OpenAI CEO Sam Altman said that AI will "address some of humanity's biggest challenges, like climate change and curing cancer," but admitted he was "anxious" about how it could change the way we live.

OpenAI Ceo Sam Altman raising right hand before testifying to US Congress
OpenAI Ceo Sam Altman testified to US Congress, discussing regulatory models for AIImage: Elizabeth Frantz/REUTERS

Sam Altman, chief executive of the OpenAI firm that developed ChatGPT, called for state regulation of artificial intelligence in Tuesday testimony to US Congress.

ChatGPT is a chatbot tool that answers questions with human-like responses.

OpenAI was founded by Altman in 2015. It has developed other AI products, including the image-maker DALL-E.

Altman's testimony comes a week after two European parliamentary committees voted in favor of draft legislation that aims to set up rules around AI.

What did Sam Altman say?

"As this technology advances, we understand that people are anxious about how it could change the way we live. We are too," Altman said.

"OpenAI was founded on the belief that artificial intelligence has the potential to improve nearly every aspect of our lives, but also that it creates serious risks," Altman told a Senate judiciary subcommittee hearing.

 Altman said that he believed that generative AI will one day "address some of humanity's biggest challenges, like climate change and curing cancer."

How much energy does it take to run ChatGPT?

"We think that regulatory intervention by governments will be critical to mitigate the risks of increasingly powerful models," he said.

Altman proposed regulations that would include a combination of licensing and testing requirements before AI models are released. He also suggested labelling and an increase in global coordination.

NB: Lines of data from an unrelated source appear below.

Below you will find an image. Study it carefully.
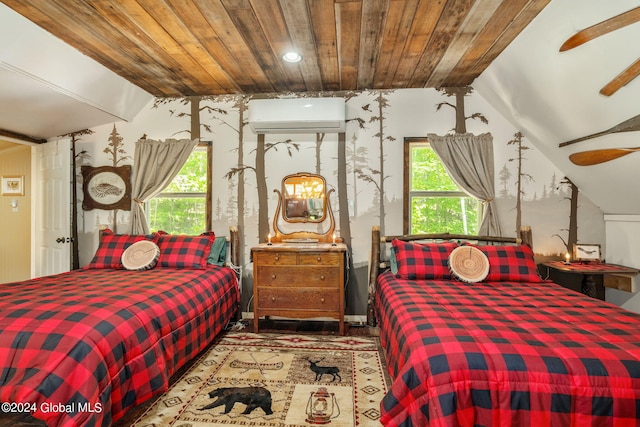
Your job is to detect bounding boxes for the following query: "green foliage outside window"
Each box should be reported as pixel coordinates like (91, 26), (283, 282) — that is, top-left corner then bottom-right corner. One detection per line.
(147, 149), (208, 235)
(409, 143), (480, 234)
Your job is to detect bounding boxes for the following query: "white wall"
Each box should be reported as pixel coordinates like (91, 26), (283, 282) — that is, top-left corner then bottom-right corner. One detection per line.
(77, 89), (604, 311)
(604, 215), (640, 313)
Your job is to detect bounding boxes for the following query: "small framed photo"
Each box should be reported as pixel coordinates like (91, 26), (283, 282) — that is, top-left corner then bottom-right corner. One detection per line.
(573, 243), (601, 262)
(0, 175), (24, 196)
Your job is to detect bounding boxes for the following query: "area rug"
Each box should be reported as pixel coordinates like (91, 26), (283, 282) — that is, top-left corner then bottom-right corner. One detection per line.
(133, 332), (387, 427)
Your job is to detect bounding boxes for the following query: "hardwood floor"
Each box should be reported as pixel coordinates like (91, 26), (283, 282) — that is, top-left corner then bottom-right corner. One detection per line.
(0, 319), (379, 427)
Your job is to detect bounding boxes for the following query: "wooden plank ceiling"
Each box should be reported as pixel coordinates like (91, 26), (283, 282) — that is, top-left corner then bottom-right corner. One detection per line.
(0, 0), (550, 97)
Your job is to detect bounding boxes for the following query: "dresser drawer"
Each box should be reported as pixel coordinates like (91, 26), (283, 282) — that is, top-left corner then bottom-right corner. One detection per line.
(255, 265), (342, 288)
(298, 252), (343, 265)
(258, 287), (340, 312)
(253, 252), (298, 265)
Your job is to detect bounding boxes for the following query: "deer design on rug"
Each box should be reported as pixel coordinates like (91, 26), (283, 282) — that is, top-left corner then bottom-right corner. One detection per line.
(307, 357), (342, 381)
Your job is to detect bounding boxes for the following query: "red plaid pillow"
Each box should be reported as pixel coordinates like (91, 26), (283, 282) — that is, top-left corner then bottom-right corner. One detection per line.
(157, 231), (216, 269)
(85, 229), (155, 269)
(391, 239), (458, 280)
(477, 245), (543, 283)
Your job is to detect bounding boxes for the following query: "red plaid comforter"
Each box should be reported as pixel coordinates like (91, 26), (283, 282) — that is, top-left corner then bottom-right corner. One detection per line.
(0, 266), (239, 426)
(376, 272), (640, 427)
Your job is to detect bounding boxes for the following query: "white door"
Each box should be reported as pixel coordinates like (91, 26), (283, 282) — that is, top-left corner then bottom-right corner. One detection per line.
(34, 138), (71, 277)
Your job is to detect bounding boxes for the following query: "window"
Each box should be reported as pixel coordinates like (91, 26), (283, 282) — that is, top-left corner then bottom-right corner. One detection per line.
(404, 138), (482, 234)
(147, 144), (211, 235)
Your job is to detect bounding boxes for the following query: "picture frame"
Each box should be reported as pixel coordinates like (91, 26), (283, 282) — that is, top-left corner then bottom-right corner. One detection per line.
(573, 243), (602, 262)
(80, 165), (131, 211)
(0, 175), (24, 196)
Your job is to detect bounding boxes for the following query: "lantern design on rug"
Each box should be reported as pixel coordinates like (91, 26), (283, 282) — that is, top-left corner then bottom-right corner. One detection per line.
(306, 387), (340, 424)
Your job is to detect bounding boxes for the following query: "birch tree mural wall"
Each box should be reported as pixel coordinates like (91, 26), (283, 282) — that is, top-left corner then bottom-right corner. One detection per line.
(75, 87), (604, 316)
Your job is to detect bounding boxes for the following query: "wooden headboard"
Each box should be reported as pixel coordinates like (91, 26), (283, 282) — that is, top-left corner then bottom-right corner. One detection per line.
(367, 225), (533, 325)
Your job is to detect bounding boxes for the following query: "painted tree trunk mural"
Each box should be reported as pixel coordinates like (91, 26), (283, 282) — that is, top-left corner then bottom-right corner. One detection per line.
(256, 133), (271, 242)
(436, 86), (489, 133)
(507, 132), (533, 236)
(554, 177), (580, 256)
(338, 133), (351, 247)
(235, 97), (248, 266)
(62, 126), (94, 270)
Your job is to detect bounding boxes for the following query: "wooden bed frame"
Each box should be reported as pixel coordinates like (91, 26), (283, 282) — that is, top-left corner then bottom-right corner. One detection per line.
(367, 225), (533, 326)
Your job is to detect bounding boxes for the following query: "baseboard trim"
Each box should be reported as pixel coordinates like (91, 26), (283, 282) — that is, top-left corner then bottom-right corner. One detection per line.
(242, 311), (367, 325)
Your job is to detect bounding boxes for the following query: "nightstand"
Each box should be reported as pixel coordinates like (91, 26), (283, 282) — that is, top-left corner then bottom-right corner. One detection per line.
(542, 261), (640, 300)
(251, 243), (347, 335)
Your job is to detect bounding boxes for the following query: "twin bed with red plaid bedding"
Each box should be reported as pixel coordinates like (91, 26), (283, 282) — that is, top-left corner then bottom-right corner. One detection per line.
(0, 265), (239, 426)
(375, 272), (640, 427)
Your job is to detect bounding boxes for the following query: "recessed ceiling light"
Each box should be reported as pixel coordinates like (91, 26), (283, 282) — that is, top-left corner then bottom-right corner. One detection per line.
(282, 52), (302, 62)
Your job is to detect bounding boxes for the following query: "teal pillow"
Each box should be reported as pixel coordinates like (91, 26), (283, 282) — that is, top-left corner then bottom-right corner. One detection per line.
(389, 247), (398, 274)
(207, 237), (227, 266)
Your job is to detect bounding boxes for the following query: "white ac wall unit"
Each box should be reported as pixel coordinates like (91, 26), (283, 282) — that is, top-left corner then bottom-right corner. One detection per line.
(249, 98), (346, 133)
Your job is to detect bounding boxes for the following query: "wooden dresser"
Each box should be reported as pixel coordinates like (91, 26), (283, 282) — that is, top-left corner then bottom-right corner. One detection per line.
(251, 243), (347, 335)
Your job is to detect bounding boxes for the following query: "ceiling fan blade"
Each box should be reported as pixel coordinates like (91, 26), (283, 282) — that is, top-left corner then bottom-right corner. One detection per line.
(558, 114), (640, 147)
(560, 7), (640, 52)
(600, 58), (640, 96)
(569, 147), (640, 166)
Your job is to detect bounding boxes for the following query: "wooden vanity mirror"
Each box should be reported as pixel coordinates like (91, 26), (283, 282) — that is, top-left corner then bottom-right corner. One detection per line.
(271, 172), (340, 243)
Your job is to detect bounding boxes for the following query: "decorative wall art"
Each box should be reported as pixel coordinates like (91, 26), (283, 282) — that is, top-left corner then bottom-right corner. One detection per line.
(81, 165), (131, 211)
(2, 175), (24, 196)
(573, 243), (600, 262)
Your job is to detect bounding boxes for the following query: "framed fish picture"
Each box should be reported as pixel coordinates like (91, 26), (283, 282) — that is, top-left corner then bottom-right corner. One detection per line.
(81, 165), (131, 211)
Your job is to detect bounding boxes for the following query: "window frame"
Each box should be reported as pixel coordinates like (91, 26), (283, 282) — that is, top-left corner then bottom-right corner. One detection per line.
(145, 141), (213, 231)
(402, 137), (483, 234)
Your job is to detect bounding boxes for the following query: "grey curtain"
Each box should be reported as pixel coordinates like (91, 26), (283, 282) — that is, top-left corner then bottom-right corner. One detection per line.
(427, 133), (502, 236)
(131, 139), (198, 234)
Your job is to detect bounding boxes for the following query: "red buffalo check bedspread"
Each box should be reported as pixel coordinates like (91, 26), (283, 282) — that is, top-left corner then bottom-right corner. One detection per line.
(0, 266), (239, 427)
(376, 272), (640, 427)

 "I think the US should lead here and do things first, but to be effective we do need something global," he said.

Altman argued that a new regulatory agency should impose safeguards that would block AI models that could "self-replicate and self-exfiltrate into the wild."

Congress raises concerns around AI misuse

Subcommittee chairman Richard Blumenthal opened the session by playing a recording of an AI version of himself reading out a text created by ChatGPT.

Blumenthal said that artificial intelligence technologies "are more than just research experiments."

"They are no longer fantasies of science fiction, they are real and present," he said.

"What if I had asked it, and what if it had provided, an endorsement of Ukraine surrendering or (Russian President) Vladimir Putin's leadership?" the lawmaker asked.

Blumenthal proposed that AI firms be obliged to disclose known risks before releasing new systems.

The lawmaker also expressed concerns on how AI could disrupt the job market.